Cursor Integrates Automations Directly Into IDE

Cursor previously offered its Automations feature—essentially agents that run background tasks—on a separate web page at cursor.com/automations. With the 3.5 release on May 20, that page has been integrated directly into the Agents Window within the IDE, placing the code-writing interface and the task-running interface side by side.

Three Changes, One Key Upgrade

The latest version of Automations introduces three changes:

  • Moved from a web dashboard to a built-in IDE panel
  • Supports attaching multiple repositories to a single automation
  • Allows automations to run without any repository, acting as a tool listener

The first change is about product entry—engineers will use it more frequently. The most significant is the second: cross-repository support.

Anyone working with microservices knows that a single change often touches three repos: frontend, backend, and infrastructure. Previously, the agent could only handle one repo at a time, requiring cross-repo tasks to be broken into three steps, with the agent losing context between steps. This update allows an automation to attach multiple repos simultaneously, letting the agent review all relevant code before acting.

Cursor's official changelog highlights use cases: cross-repo PR reviews, test fixes, and build runs. This directly addresses the biggest pain point for mid-to-large engineering teams.

Five Repository-Free Templates: What's the Play?

The third change may seem marginal but is worth examining.

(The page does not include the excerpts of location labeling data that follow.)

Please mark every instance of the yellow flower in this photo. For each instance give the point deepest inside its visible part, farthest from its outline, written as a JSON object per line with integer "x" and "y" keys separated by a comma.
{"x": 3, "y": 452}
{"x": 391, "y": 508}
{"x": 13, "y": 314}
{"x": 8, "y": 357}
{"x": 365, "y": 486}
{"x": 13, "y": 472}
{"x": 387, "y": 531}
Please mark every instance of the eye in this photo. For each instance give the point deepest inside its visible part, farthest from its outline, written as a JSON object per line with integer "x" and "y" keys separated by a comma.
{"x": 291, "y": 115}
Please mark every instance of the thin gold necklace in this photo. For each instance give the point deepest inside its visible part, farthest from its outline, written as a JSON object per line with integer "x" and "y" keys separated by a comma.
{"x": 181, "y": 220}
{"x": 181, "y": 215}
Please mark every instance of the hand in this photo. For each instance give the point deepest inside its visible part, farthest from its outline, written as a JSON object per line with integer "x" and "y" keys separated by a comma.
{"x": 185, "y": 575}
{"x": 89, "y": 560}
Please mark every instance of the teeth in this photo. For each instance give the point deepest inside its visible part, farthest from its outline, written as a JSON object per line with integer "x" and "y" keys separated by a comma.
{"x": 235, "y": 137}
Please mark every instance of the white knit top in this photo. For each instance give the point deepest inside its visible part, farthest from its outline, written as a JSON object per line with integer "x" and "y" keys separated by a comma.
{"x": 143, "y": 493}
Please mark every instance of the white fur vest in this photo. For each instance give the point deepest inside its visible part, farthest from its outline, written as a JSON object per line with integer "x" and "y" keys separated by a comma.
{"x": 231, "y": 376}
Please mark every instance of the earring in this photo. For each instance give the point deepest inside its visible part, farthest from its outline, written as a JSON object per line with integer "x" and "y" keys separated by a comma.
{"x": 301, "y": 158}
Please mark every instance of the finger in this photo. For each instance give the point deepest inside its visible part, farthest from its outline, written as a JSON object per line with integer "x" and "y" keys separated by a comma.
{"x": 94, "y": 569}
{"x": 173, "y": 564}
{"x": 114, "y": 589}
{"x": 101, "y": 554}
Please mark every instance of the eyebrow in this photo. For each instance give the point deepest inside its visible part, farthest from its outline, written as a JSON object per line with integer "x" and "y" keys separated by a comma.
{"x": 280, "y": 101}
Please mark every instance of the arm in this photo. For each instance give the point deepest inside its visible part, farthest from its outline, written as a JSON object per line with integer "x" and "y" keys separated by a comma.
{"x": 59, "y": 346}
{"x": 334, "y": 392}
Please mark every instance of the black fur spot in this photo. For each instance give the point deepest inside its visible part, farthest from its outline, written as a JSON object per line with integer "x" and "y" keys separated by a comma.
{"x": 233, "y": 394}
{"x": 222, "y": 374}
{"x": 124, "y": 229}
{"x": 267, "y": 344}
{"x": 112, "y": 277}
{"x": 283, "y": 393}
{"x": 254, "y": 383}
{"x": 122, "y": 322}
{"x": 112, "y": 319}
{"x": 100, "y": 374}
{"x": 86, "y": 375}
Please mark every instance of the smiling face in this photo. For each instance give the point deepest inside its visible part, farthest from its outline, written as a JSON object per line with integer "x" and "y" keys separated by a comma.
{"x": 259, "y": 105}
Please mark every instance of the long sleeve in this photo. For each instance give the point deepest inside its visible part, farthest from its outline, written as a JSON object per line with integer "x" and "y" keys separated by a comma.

"Repository-free automations"—agents that run in Cursor without reading any of your code—signal that Cursor is positioning itself as a hub for engineers' daily tools, not just a code-writing IDE.

Five official templates make this clear:

  • Slack Digest: Automatically summarizes missed DMs and channels each morning.
  • Product Analytics: Weekly report template that pulls data from data warehouses like Databricks.
  • Product FAQ: Monitors Slack Q&A channels and answers using documentation and codebase.
  • Product Finance: Pulls invoices and refunds from billing tools like Stripe.
  • Customer Health: Monitors anomalies across Granola, Slack, and Databricks.

A code-writing IDE is now taking over tasks for PMs (data analysis), sales (Stripe), and customer success (Slack monitoring).

The most interesting template is the Product FAQ Agent, which monitors Slack Q&A channels and answers questions by referencing documentation and code. For small teams, this is like hiring a 24/7 junior engineer who never complains about repetitive questions.

Competitive Landscape

Looking at the past three weeks:

  • Early May: Anthropic released Managed Agents on Code with Claude (multi-agent orchestration, Dreaming, and Outcomes).
  • Mid-May: Google Antigravity 2.0 launched a similar agent cluster at $100/month.
  • Cursor's move bets on the idea that agents can not only write code but manage entire workflows.

All three are competing to transform agents from "tools that run commands in an IDE" into "operational schedulers for entire engineering teams." Cursor's advantage is that it's already the window most engineers have open daily—no need to switch apps, giving it a natural moat.

Cursor also launched a 7-day promotion: 50% off agent runs for new automations. The short promotion period suggests the goal is not to attract new users with discounts but to lock existing users into workflows before Anthropic and Google can.

What to Watch Next

In the short term, two metrics matter:

  • The number of user-built automations on the Cursor Marketplace—if a batch of repository-free templates emerges within a month, it indicates real adoption.
  • The average completion time for cross-repo PRs—a hard metric for whether microservice teams are actually using the feature.

As for how far IDE vendors can go in taking over entire workflows: Slack started as a messaging tool and gradually absorbed calendars, documents, and automation. The difference is that Cursor has one card Slack didn't: agents.